Alors que son intégrale Bruckner avec la Staatskapelle de Berlin vient tout juste d'être regroupée en un coffret jaune, Daniel Barenboim remet sur le métier les derniers opus du corpus en deux soirées à la Philharmonie de Paris, bouclant ainsi le grand cycle qu’il avait entamé en septembre dernier. Ce soir, c’était au tour de l’immense 8ème Symphonie, dont Barenboïm choisissait comme avant lui Furtwängler, Karajan et Wand, l'édition Hass.

Barenboïm saluant le public à l'issue du concert © Julien Hanck
Barenboïm saluant le public à l'issue du concert
© Julien Hanck

Qu’aime-t-on chez Barenboim ? La paisible conviction, ce sentiment de calme supériorité qu’il dégage sur scène. Cette 8ème de Bruckner, presque 40 après celle qu’il a enregistrée avec Chicago, c’est premièrement cela : la lecture d’un homme qui, du haut de sa maîtrise, ne se remet quasiment pas en question. Ce n'est pas pour rien que l’approche, marquée par sa pondération, privilégie la restitution consciencieuse du texte à l’exploration de son potentiel mystique. Dès la rythmique agitée qui vient sous-tendre l’introduction de l’Allegro moderato, Barenboim marque pesamment chaque note, donnant l’impression qu’il épelle les motifs plutôt que de les chanter. Les hémioles si chères à Bruckner bénéficient d’un traitement semblable ; alors qu’elles sont, par leur effet d’aspiration, le support local de la transcendance brucknérienne (en opposition à une transcendance globale qui serait solidaire de l’œuvre entière), celles de ce soir clouent au sol par leur inertie. Le phénomène est accusé par le fait que Barenboim traîne considérablement sur le rythme ternaire du deuxième hémistiche : c’est tout juste si la mesure à 4 temps n’est pas devenue une mesure à 4,5 temps !

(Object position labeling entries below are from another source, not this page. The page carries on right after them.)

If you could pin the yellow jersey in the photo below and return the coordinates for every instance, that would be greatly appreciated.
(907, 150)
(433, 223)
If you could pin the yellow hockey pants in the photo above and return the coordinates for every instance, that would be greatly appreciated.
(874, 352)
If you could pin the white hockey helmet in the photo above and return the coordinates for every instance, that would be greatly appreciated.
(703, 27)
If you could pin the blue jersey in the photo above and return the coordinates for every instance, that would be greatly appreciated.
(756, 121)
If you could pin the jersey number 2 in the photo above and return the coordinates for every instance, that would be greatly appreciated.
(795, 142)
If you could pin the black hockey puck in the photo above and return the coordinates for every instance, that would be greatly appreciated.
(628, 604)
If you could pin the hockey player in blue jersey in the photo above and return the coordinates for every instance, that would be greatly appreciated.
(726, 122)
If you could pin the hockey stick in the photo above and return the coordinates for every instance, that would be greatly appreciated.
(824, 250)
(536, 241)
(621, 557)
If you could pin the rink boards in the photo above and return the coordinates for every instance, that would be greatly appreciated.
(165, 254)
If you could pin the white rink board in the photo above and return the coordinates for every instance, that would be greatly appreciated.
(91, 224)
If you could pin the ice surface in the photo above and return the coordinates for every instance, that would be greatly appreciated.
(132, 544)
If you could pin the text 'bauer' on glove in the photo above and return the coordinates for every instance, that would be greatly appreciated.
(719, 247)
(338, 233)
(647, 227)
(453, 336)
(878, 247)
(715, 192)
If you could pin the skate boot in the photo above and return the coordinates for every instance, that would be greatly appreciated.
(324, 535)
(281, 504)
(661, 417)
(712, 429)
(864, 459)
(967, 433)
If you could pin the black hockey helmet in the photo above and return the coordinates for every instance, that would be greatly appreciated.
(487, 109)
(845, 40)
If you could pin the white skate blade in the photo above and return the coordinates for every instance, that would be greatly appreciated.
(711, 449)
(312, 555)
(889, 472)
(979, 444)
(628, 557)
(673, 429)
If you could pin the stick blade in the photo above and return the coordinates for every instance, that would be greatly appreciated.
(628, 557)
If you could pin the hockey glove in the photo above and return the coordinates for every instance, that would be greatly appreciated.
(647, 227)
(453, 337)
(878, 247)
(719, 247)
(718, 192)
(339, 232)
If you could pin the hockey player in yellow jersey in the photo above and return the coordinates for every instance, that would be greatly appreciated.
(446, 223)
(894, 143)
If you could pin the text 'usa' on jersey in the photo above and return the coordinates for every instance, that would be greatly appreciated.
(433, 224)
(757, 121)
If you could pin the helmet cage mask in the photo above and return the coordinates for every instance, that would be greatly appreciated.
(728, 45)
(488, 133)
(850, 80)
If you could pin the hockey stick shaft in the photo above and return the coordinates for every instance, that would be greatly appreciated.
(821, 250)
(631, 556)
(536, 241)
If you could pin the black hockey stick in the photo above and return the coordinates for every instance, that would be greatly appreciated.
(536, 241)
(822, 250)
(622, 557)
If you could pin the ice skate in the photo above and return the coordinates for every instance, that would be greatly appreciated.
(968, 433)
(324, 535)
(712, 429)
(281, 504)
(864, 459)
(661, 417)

premier mouvement <i>allegro moderato</i>
premier mouvement allegro moderato

Certes, à la différence des symphonies de Mahler, la parcimonie des indications dans Bruckner oblige l’interprète à prendre de multiples décisions par lui-même ; mais est-ce rendre justice à l’œuvre que de dénaturer l’une de ses plus saillantes singularités, à savoir ce que certains vont jusqu’à appeler la « rythmique caractéristique de Bruckner » ? Ailleurs, les tempos sont généralement mesurés, à l’exception du Finale, sorte de course à l’abîme – bien loin de l’apothéose mystique que pouvait y voir Klemperer. La grande ligne n'étant pas toujours présente chez Barenboim, ce qu'on remarque avant tout dans ce dernier mouvement sont les partis pris d'accentuations et de phrasés.

Le pupitre de cor © Julien Hanck
Le pupitre de cor
© Julien Hanck

Côté orchestre, notons des cordes relativement monochromes (sans compter de menus problèmes de justesse et d'attaque), quoique capables des plus infimes modulations d’intensité. Bien que touchante d'expressivité, la petite harmonie ne s'intègre pas toujours parfaitement dans le tissu orchestral, donnant parfois l'impression de faire du sur-place (Allegro moderato). En revanche, partout on admire les pupitres de cuivres, d'une clarté, d'une incisivité (les cors !) et d'une sécurité très appréciables, jusque dans les aboiements en cascade du Scherzo.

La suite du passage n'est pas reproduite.